Meloni highlighted the importance of providing assistance to Kyiv, to maintain "balance" on the battlefield.
And on the war in the Middle East, the Italian leader repeated her assertion that Israel has the right to defend itself. However, she also called on Israel's government to protect civilian lives in Gaza.
The Prime Minister's traditional annual grilling by journalists was originally scheduled for the days leading up to Christmas but it was rescheduled twice as Meloni was suffering from flu.
Relaunching trade ties with China
Italy withdrew from the Belt & Road Initiative (BRI) at the end of last year, but Meloni said she intends to "relaunch" trade relations with China in 2024. Italy became the first and only G7 nation to join the BRI in 2019 but Meloni said membership had led to a "less favorable" trade balance for her country.
She added that she plans to travel to China "as soon as possible".
On migration, a key political priority for Italy's right-wing coalition government, Meloni said she believes the European Union's new rules are "better" than the previous system.
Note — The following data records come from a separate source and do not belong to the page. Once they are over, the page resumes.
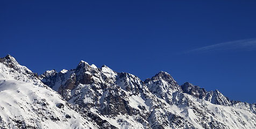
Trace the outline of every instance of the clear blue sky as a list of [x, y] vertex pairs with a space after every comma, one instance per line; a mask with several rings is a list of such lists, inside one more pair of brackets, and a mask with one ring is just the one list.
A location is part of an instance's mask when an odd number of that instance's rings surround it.
[[1, 2], [1, 57], [39, 74], [81, 60], [143, 80], [162, 70], [256, 102], [255, 1], [38, 1]]

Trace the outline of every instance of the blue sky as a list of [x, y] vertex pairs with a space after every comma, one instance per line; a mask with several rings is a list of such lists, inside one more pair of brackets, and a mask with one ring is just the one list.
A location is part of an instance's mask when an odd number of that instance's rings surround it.
[[81, 60], [144, 80], [161, 70], [182, 84], [256, 102], [254, 1], [3, 1], [0, 56], [33, 71]]

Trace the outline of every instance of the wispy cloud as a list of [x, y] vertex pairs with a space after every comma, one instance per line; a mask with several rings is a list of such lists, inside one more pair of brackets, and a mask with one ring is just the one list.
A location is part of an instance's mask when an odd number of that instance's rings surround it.
[[256, 50], [256, 39], [245, 39], [223, 42], [191, 49], [184, 52], [183, 53], [193, 52], [209, 52], [212, 51], [227, 50], [239, 51]]

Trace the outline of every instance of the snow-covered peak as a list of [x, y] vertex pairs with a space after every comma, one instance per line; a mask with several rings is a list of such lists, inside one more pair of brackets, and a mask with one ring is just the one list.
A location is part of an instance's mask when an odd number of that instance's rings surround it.
[[62, 74], [65, 74], [65, 73], [67, 73], [68, 71], [68, 70], [63, 69], [61, 71], [60, 71], [60, 72], [62, 73]]
[[55, 69], [51, 70], [46, 70], [44, 73], [43, 75], [45, 77], [48, 76], [53, 76], [55, 75], [57, 73], [57, 71]]
[[151, 78], [152, 80], [163, 80], [167, 82], [175, 82], [170, 75], [167, 72], [161, 71]]
[[15, 58], [8, 54], [5, 58], [1, 59], [1, 62], [5, 65], [9, 65], [10, 67], [13, 67], [13, 65], [19, 65]]

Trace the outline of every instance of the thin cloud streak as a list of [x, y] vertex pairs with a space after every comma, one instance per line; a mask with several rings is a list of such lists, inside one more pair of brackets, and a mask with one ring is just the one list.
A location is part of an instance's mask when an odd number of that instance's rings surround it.
[[256, 50], [256, 39], [250, 39], [226, 42], [187, 51], [186, 53], [193, 52], [209, 52], [217, 51], [236, 50], [249, 51]]

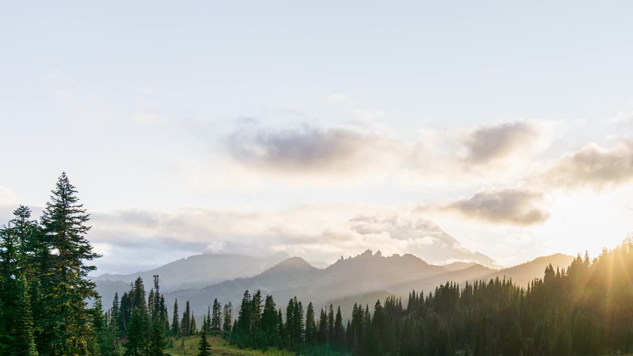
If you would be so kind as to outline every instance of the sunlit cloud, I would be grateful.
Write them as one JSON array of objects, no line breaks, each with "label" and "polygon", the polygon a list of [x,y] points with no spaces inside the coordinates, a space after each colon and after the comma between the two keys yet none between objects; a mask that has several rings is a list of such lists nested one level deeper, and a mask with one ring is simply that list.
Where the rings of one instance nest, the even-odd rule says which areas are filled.
[{"label": "sunlit cloud", "polygon": [[438,210],[492,224],[527,226],[542,224],[549,219],[543,193],[510,188],[481,191],[468,198],[422,206],[418,210]]},{"label": "sunlit cloud", "polygon": [[599,191],[633,181],[633,141],[605,148],[591,143],[563,155],[533,179],[548,186]]},{"label": "sunlit cloud", "polygon": [[285,180],[300,175],[344,182],[394,174],[412,182],[468,185],[506,181],[525,171],[551,142],[553,130],[546,122],[512,121],[448,131],[422,129],[411,141],[375,122],[366,118],[363,124],[325,129],[306,124],[250,125],[240,127],[224,143],[232,162]]}]

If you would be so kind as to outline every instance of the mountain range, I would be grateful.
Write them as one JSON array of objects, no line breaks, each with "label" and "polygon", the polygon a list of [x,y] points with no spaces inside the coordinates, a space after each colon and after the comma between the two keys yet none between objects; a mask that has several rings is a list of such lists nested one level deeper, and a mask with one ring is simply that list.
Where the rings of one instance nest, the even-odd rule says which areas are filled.
[{"label": "mountain range", "polygon": [[[305,303],[313,302],[317,308],[332,303],[341,305],[342,309],[351,310],[355,302],[371,304],[375,303],[376,299],[382,300],[391,295],[402,296],[403,302],[406,302],[406,296],[411,289],[424,291],[427,293],[448,281],[461,285],[467,281],[488,280],[498,277],[511,279],[517,284],[526,285],[532,279],[542,277],[545,267],[549,264],[567,267],[573,258],[571,256],[556,254],[539,257],[513,267],[495,270],[472,263],[434,265],[410,254],[384,257],[380,251],[372,253],[367,250],[354,257],[341,258],[322,269],[297,257],[284,259],[265,269],[266,264],[280,257],[281,255],[256,258],[220,254],[192,256],[151,271],[118,276],[99,276],[96,279],[97,291],[107,305],[115,291],[120,295],[127,291],[129,282],[136,276],[142,277],[149,289],[151,275],[158,274],[161,281],[169,281],[166,283],[166,286],[171,286],[171,289],[165,289],[168,305],[173,305],[176,298],[180,304],[189,300],[196,315],[204,313],[215,298],[223,304],[231,302],[234,308],[237,307],[246,289],[251,292],[260,289],[265,295],[271,294],[274,296],[279,307],[282,308],[289,299],[296,296]],[[258,269],[263,270],[260,270],[250,277],[239,276],[219,283],[211,283],[203,287],[200,287],[199,283],[204,283],[204,279],[192,276],[182,280],[183,283],[189,284],[188,286],[173,288],[175,284],[170,279],[177,277],[179,269],[187,269],[181,272],[187,276],[197,275],[200,272],[194,267],[199,267],[201,264],[204,264],[203,261],[210,262],[214,266],[203,269],[209,274],[206,276],[208,280],[218,278],[223,271],[227,271],[225,276],[229,276],[231,274],[243,276]],[[230,265],[223,268],[223,263]],[[244,269],[239,269],[240,265]],[[253,267],[256,265],[256,267]],[[190,268],[191,269],[189,269]],[[111,279],[115,277],[125,280]]]}]

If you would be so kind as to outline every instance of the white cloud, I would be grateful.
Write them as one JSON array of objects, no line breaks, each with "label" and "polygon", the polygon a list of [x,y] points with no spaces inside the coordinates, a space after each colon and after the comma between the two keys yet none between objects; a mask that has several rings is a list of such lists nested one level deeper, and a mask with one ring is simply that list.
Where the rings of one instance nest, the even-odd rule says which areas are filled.
[{"label": "white cloud", "polygon": [[633,124],[633,111],[618,111],[615,117],[608,120],[607,122],[612,125]]},{"label": "white cloud", "polygon": [[283,128],[250,125],[240,127],[224,142],[232,162],[283,179],[325,176],[340,182],[398,174],[410,182],[454,186],[506,182],[524,174],[551,143],[554,131],[548,122],[512,121],[448,131],[423,129],[410,142],[373,122],[325,129],[307,124]]},{"label": "white cloud", "polygon": [[429,263],[450,258],[492,263],[417,214],[360,204],[315,204],[268,211],[127,210],[96,213],[92,218],[89,238],[104,255],[149,244],[168,250],[169,256],[179,251],[184,255],[283,251],[333,261],[369,248],[385,255],[410,253]]},{"label": "white cloud", "polygon": [[11,190],[0,187],[0,205],[16,205],[19,203],[18,195]]},{"label": "white cloud", "polygon": [[336,92],[327,97],[327,99],[335,103],[342,103],[348,99],[348,96],[341,92]]},{"label": "white cloud", "polygon": [[165,116],[149,111],[137,111],[132,118],[135,123],[141,125],[161,125],[169,122]]}]

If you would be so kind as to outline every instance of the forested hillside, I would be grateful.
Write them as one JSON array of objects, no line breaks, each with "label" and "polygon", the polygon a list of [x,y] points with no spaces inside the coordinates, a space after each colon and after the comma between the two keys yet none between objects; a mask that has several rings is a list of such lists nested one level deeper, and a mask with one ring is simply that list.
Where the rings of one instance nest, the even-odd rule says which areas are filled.
[{"label": "forested hillside", "polygon": [[[221,335],[234,347],[274,346],[315,355],[633,352],[633,237],[592,260],[586,253],[568,266],[550,263],[542,277],[525,285],[499,274],[516,274],[520,279],[535,264],[565,262],[568,257],[540,258],[492,274],[478,265],[448,272],[411,255],[385,258],[368,252],[325,270],[293,258],[256,279],[225,283],[252,288],[235,304],[223,304],[221,287],[210,288],[205,299],[167,302],[158,275],[152,276],[149,291],[137,277],[111,303],[102,302],[87,277],[96,269],[91,261],[99,257],[87,239],[89,220],[64,174],[39,220],[20,206],[0,229],[0,355],[162,356],[168,349],[184,353],[185,340],[191,347],[194,338],[193,354],[208,355],[213,352],[210,340],[217,340],[211,334]],[[410,269],[410,276],[398,276],[403,268]],[[461,278],[473,273],[472,269],[486,274],[463,284],[448,279],[431,290],[411,290],[404,298],[385,291],[365,294],[351,308],[346,305],[353,296],[322,308],[313,302],[323,298],[320,288],[361,294],[363,282],[349,281],[361,271],[382,284],[389,278]],[[258,288],[264,282],[291,288],[282,290],[276,302]],[[308,291],[302,289],[306,286],[311,286]],[[293,292],[301,296],[287,296]],[[370,304],[372,297],[377,300]],[[89,308],[87,300],[94,305]],[[339,303],[346,304],[344,312]],[[104,305],[110,306],[107,310]],[[196,308],[204,312],[195,313]]]}]

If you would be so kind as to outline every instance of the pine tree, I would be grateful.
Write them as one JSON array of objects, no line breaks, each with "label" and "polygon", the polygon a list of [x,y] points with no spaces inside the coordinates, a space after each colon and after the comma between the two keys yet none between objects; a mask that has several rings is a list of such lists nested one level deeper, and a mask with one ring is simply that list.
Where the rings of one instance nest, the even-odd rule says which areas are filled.
[{"label": "pine tree", "polygon": [[118,293],[115,292],[114,299],[112,300],[112,307],[110,308],[110,324],[115,327],[116,334],[119,334],[119,317],[121,314],[121,307],[119,303]]},{"label": "pine tree", "polygon": [[189,308],[189,300],[187,301],[187,303],[185,305],[185,311],[182,313],[180,328],[182,329],[180,334],[183,336],[189,336],[191,334],[191,309]]},{"label": "pine tree", "polygon": [[79,203],[77,190],[63,173],[42,215],[47,268],[41,281],[44,310],[38,313],[39,349],[44,355],[80,355],[89,352],[90,311],[85,300],[97,296],[88,274],[89,262],[101,257],[85,239],[90,215]]},{"label": "pine tree", "polygon": [[321,314],[318,319],[318,342],[325,343],[327,342],[327,315],[325,311],[321,308]]},{"label": "pine tree", "polygon": [[135,307],[132,312],[132,317],[127,326],[127,339],[123,346],[125,348],[125,356],[145,356],[147,348],[147,312]]},{"label": "pine tree", "polygon": [[165,349],[167,347],[167,339],[165,337],[165,320],[163,313],[163,307],[161,304],[160,286],[159,283],[158,275],[154,276],[154,298],[152,300],[153,304],[150,315],[150,331],[149,340],[148,340],[148,356],[163,356],[165,353]]},{"label": "pine tree", "polygon": [[28,292],[28,283],[26,278],[22,278],[20,283],[18,297],[15,303],[13,312],[15,315],[10,334],[13,342],[10,348],[13,349],[11,356],[37,356],[35,338],[33,336],[33,317],[31,312],[30,295]]},{"label": "pine tree", "polygon": [[191,331],[189,332],[190,335],[197,335],[197,326],[196,325],[196,317],[194,316],[194,312],[191,312]]},{"label": "pine tree", "polygon": [[198,356],[209,356],[211,355],[211,345],[206,339],[206,333],[200,333],[200,343],[198,346]]},{"label": "pine tree", "polygon": [[237,327],[240,333],[249,334],[251,333],[251,326],[253,321],[253,301],[251,300],[251,294],[247,289],[242,297],[242,305],[237,314]]},{"label": "pine tree", "polygon": [[177,337],[180,336],[182,333],[180,322],[178,318],[178,300],[175,299],[173,301],[173,317],[172,320],[172,333]]},{"label": "pine tree", "polygon": [[315,308],[310,302],[308,303],[308,310],[306,312],[306,342],[312,343],[315,341],[316,332],[316,325],[315,322]]},{"label": "pine tree", "polygon": [[334,342],[334,307],[332,304],[327,314],[327,340],[330,344]]},{"label": "pine tree", "polygon": [[220,329],[221,321],[222,319],[222,306],[218,302],[218,298],[213,300],[213,314],[211,319],[211,329],[212,330]]},{"label": "pine tree", "polygon": [[257,289],[257,291],[253,295],[253,303],[251,306],[251,312],[253,316],[251,319],[251,327],[253,331],[261,329],[261,291]]},{"label": "pine tree", "polygon": [[336,311],[336,317],[334,319],[334,343],[340,346],[342,345],[344,340],[344,331],[343,330],[343,318],[341,314],[341,306],[339,306]]},{"label": "pine tree", "polygon": [[225,331],[230,331],[231,323],[233,322],[233,303],[229,302],[224,305],[224,324],[222,329]]}]

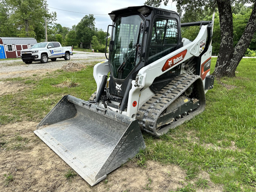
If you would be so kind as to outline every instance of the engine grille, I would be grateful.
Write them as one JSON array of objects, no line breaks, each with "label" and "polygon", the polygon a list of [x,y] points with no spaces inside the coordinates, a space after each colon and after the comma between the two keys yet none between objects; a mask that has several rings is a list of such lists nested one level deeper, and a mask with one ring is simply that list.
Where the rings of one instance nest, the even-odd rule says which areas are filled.
[{"label": "engine grille", "polygon": [[31,56],[32,54],[31,53],[22,53],[22,56]]}]

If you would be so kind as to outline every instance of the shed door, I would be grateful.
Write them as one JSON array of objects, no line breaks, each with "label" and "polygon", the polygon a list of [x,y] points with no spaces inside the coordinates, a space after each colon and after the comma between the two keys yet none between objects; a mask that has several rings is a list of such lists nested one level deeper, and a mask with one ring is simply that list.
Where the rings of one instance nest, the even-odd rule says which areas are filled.
[{"label": "shed door", "polygon": [[21,45],[16,45],[16,48],[17,49],[17,54],[18,55],[18,57],[20,56],[20,50],[21,50]]},{"label": "shed door", "polygon": [[4,53],[4,48],[3,45],[0,45],[0,59],[6,58]]}]

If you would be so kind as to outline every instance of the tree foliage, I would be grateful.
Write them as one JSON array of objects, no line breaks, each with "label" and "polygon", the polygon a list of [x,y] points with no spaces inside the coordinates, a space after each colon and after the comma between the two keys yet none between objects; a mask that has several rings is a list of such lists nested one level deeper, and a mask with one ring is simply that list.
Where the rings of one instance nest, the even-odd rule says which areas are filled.
[{"label": "tree foliage", "polygon": [[92,45],[92,48],[94,49],[94,51],[98,51],[102,52],[105,52],[105,46],[99,42],[96,35],[93,36]]},{"label": "tree foliage", "polygon": [[85,15],[76,27],[76,38],[84,47],[91,44],[93,36],[95,33],[95,18],[93,15]]},{"label": "tree foliage", "polygon": [[0,36],[45,38],[45,18],[51,25],[56,13],[45,9],[46,0],[0,0]]},{"label": "tree foliage", "polygon": [[57,34],[55,35],[56,37],[56,41],[58,42],[61,44],[63,44],[63,38],[61,34]]},{"label": "tree foliage", "polygon": [[[158,6],[162,2],[166,5],[169,0],[148,0],[145,4]],[[200,20],[218,9],[219,15],[221,41],[218,57],[214,74],[217,76],[234,76],[240,61],[244,55],[250,44],[253,40],[256,31],[256,3],[255,0],[173,0],[177,3],[178,12],[182,15],[182,22]],[[247,11],[239,3],[253,3],[249,11],[250,17],[245,25],[236,23],[233,12],[245,15]],[[239,18],[241,17],[239,16]],[[239,22],[241,22],[239,21]],[[237,24],[237,29],[235,29]],[[215,27],[215,26],[214,26]],[[238,34],[242,35],[239,38]]]},{"label": "tree foliage", "polygon": [[11,8],[11,19],[21,29],[18,34],[20,37],[38,39],[37,35],[41,37],[44,33],[45,18],[47,18],[48,24],[56,20],[56,13],[50,14],[46,9],[46,0],[6,0]]},{"label": "tree foliage", "polygon": [[67,46],[75,46],[77,45],[78,41],[76,36],[76,31],[71,30],[66,35],[65,44]]}]

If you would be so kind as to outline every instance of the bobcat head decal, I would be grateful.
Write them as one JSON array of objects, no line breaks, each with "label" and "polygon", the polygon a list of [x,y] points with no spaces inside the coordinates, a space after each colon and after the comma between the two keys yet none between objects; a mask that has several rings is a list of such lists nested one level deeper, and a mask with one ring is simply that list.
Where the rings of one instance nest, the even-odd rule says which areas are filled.
[{"label": "bobcat head decal", "polygon": [[122,89],[121,88],[121,86],[122,86],[122,84],[118,84],[116,83],[116,89],[118,92],[120,92],[122,91]]}]

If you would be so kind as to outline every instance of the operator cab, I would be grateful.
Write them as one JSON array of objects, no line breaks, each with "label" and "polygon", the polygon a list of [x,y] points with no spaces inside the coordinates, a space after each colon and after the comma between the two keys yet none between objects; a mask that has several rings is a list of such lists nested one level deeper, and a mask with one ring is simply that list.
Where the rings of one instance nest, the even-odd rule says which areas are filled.
[{"label": "operator cab", "polygon": [[[109,27],[112,30],[108,92],[122,99],[129,80],[135,80],[140,69],[181,47],[180,17],[175,12],[147,6],[127,7],[109,15],[113,24],[108,27],[108,31]],[[156,79],[151,87],[161,88],[176,76],[166,73]]]}]

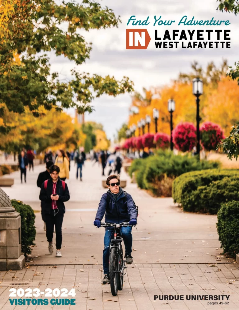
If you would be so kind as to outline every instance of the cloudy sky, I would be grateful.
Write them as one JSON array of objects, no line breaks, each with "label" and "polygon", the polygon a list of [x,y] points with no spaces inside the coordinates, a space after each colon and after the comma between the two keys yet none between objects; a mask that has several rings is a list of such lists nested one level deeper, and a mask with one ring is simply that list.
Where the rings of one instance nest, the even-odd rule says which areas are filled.
[{"label": "cloudy sky", "polygon": [[[239,32],[239,16],[217,12],[216,0],[102,0],[101,3],[103,6],[106,6],[112,9],[116,15],[120,15],[122,23],[118,28],[82,32],[87,41],[91,42],[93,45],[90,59],[79,67],[78,69],[82,72],[103,76],[110,74],[119,79],[126,76],[134,81],[135,90],[142,93],[143,87],[168,84],[171,80],[176,78],[180,72],[190,72],[190,64],[194,60],[204,67],[212,61],[218,65],[223,58],[226,58],[229,65],[233,65],[235,61],[239,60],[237,52],[239,48],[237,35]],[[210,20],[213,17],[216,20],[229,20],[231,25],[222,27],[201,26],[198,28],[178,26],[178,22],[185,15],[189,20],[193,16],[199,20]],[[151,35],[151,40],[146,50],[126,49],[126,29],[134,28],[132,25],[126,25],[131,15],[135,15],[137,19],[141,20],[149,16],[150,24],[146,27]],[[157,18],[161,16],[163,20],[175,20],[176,22],[170,26],[154,27],[155,15]],[[145,26],[136,28],[144,28]],[[155,29],[162,34],[166,29],[191,30],[197,29],[204,30],[230,30],[231,48],[168,49],[155,48]],[[214,40],[216,40],[215,38]],[[53,55],[50,61],[53,71],[58,72],[60,77],[63,80],[70,79],[70,70],[74,67],[73,63],[64,58]],[[86,119],[103,124],[108,137],[112,138],[117,129],[127,122],[131,102],[130,95],[129,94],[120,95],[115,98],[103,96],[92,103],[95,111],[86,115]],[[69,111],[71,113],[73,112]]]}]

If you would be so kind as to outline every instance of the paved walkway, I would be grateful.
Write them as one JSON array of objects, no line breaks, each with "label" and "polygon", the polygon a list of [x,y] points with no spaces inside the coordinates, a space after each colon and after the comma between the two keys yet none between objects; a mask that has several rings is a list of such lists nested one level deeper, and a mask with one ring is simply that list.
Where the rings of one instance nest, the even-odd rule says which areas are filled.
[{"label": "paved walkway", "polygon": [[[87,162],[81,182],[76,179],[72,162],[71,166],[67,181],[71,199],[66,204],[61,258],[48,252],[40,212],[36,183],[44,166],[36,166],[34,173],[28,171],[26,184],[21,183],[19,172],[13,173],[14,186],[4,188],[11,198],[22,200],[35,211],[37,235],[28,268],[16,273],[0,273],[4,276],[0,283],[0,309],[3,306],[4,310],[21,307],[15,308],[7,301],[7,286],[16,288],[17,285],[12,284],[17,283],[26,283],[25,287],[21,284],[19,287],[30,285],[41,288],[42,285],[44,289],[48,286],[69,289],[74,286],[78,290],[76,298],[80,310],[238,308],[239,284],[236,280],[239,279],[239,266],[221,254],[216,216],[184,213],[171,198],[151,197],[130,183],[124,172],[121,179],[128,182],[125,189],[139,207],[138,230],[134,228],[133,233],[135,264],[128,266],[124,289],[113,297],[110,287],[100,283],[104,230],[93,225],[99,201],[105,192],[101,186],[100,167],[97,164],[92,167],[92,163]],[[185,299],[186,295],[230,294],[229,306],[208,307],[206,301],[153,300],[154,295],[170,294],[184,295]],[[32,305],[28,308],[53,307]]]}]

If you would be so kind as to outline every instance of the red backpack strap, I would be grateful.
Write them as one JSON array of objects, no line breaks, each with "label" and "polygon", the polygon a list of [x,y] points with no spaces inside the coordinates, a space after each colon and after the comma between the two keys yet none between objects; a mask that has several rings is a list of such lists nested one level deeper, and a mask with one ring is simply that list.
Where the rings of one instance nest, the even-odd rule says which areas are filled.
[{"label": "red backpack strap", "polygon": [[44,181],[44,188],[45,190],[46,189],[46,187],[47,186],[47,182],[48,182],[48,180],[46,180],[45,181]]},{"label": "red backpack strap", "polygon": [[66,182],[65,181],[62,181],[62,188],[63,189],[63,190],[65,190],[65,189],[66,188]]}]

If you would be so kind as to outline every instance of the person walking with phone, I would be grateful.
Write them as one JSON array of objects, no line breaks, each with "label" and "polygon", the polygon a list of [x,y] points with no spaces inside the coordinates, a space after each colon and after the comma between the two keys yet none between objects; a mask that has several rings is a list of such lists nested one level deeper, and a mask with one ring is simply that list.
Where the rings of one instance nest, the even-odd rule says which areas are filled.
[{"label": "person walking with phone", "polygon": [[46,227],[46,238],[49,243],[48,250],[53,252],[52,240],[55,226],[57,257],[61,257],[61,248],[62,242],[62,226],[66,211],[64,203],[70,199],[67,185],[59,177],[60,168],[53,165],[49,168],[50,178],[42,184],[39,198],[45,203],[44,213]]}]

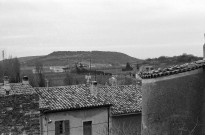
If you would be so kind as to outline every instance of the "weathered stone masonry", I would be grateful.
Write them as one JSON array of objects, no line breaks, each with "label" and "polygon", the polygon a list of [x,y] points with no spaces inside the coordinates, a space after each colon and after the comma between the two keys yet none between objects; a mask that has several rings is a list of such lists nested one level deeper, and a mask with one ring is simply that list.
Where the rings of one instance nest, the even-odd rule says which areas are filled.
[{"label": "weathered stone masonry", "polygon": [[37,94],[0,96],[0,134],[39,135],[39,97]]}]

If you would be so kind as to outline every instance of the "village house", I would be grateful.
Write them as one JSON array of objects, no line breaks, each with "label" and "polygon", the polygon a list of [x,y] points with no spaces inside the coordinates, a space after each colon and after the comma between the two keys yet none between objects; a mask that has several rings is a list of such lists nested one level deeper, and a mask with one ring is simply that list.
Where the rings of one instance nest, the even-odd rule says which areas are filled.
[{"label": "village house", "polygon": [[42,135],[141,134],[140,86],[35,88]]}]

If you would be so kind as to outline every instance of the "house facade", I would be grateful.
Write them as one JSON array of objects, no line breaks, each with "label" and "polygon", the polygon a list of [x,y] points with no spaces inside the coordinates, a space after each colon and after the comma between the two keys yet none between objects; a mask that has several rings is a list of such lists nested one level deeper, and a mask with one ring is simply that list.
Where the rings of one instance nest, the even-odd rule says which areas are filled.
[{"label": "house facade", "polygon": [[0,85],[0,135],[40,134],[39,96],[26,78]]},{"label": "house facade", "polygon": [[42,135],[140,135],[139,86],[36,88]]}]

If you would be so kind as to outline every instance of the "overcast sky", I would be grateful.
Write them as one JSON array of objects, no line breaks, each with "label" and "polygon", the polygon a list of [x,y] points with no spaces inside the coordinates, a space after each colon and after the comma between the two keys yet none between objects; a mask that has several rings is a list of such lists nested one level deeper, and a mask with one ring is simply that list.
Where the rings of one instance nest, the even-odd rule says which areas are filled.
[{"label": "overcast sky", "polygon": [[[0,50],[202,56],[205,0],[0,0]],[[2,56],[0,56],[2,59]]]}]

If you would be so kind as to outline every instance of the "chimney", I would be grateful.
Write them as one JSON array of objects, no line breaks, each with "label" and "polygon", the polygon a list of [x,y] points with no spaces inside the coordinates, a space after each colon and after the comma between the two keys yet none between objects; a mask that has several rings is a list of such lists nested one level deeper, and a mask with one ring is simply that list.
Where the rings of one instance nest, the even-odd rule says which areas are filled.
[{"label": "chimney", "polygon": [[[205,41],[205,33],[204,33],[204,41]],[[203,45],[203,60],[205,60],[205,43]]]},{"label": "chimney", "polygon": [[90,93],[91,93],[93,96],[97,96],[97,94],[98,94],[98,83],[97,83],[97,81],[92,81],[92,82],[91,82],[91,85],[90,85]]},{"label": "chimney", "polygon": [[9,84],[9,77],[8,76],[4,76],[4,86]]},{"label": "chimney", "polygon": [[24,85],[28,85],[29,84],[28,76],[24,76],[23,77],[22,84],[24,84]]},{"label": "chimney", "polygon": [[204,46],[203,46],[203,53],[204,53],[203,60],[205,60],[205,43],[204,43]]},{"label": "chimney", "polygon": [[9,95],[9,92],[11,90],[11,86],[9,84],[9,77],[8,76],[4,76],[4,86],[3,86],[3,88],[6,91],[6,95]]}]

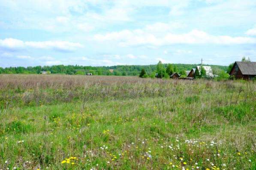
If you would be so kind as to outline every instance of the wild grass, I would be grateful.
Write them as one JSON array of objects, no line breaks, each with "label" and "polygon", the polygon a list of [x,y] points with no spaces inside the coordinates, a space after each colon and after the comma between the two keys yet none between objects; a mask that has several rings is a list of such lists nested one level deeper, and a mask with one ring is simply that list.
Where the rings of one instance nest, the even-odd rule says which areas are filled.
[{"label": "wild grass", "polygon": [[1,75],[0,169],[254,170],[255,88]]}]

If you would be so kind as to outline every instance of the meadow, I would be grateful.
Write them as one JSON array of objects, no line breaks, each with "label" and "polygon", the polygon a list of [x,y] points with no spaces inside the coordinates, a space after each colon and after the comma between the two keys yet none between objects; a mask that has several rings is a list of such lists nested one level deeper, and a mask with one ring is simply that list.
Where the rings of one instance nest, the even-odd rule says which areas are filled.
[{"label": "meadow", "polygon": [[256,83],[0,75],[0,170],[255,170]]}]

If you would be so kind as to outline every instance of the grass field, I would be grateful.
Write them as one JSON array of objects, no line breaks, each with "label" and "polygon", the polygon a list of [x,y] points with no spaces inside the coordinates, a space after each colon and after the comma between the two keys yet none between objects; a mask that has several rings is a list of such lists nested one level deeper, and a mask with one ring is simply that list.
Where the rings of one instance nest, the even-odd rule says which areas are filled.
[{"label": "grass field", "polygon": [[0,169],[255,170],[256,83],[0,75]]}]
Last month, European leaders struck a historic deal to reform the bloc's migration policy.
However, Meloni added that the agreement will "not solve" the challenges presented by migration and called for "strategic investments" in Africa.
"What I think needs to be done in Africa is not charity, but to build cooperation and serious strategic relationships as equals, not predators… to defend the right not to have to emigrate," said Meloni.
She also admitted - not for the first time in recent weeks - that she is not satisfied with her government's progress on migration so far.
According to UN data, more than 150,000 migrants arrived on Italian soil by sea last year, the highest annual figure since 2016.
When asked by a reporter what had been her toughest moment of the year, Meloni named February's Cutro disaster, when more than 90 migrants died in a shipwreck off the southern coast of Italy.
Hope for fall in interest rates in 2024
The Prime Minister expressed hope that there will be a fall in interest rates over the course of 2024.
"I trust that this year we can be reasonable and imagine lower interest rates that would free up resources that we are paying on Italian debt," Meloni told reporters at the news conference.
Last month, the European Central Bank left interest rates for the Eurozone unchanged after raising them multiple times during 2023. Inflation in the countries that use the Euro as their currency has been falling in recent months after increasing significantly following Russia's invasion of Ukraine.
With elections for the European Parliament taking place in Italy and across the rest of the European Union in June, Meloni said she is open to a TV debate with Elly Schlein, the leader of the opposition Democratic Party (PD).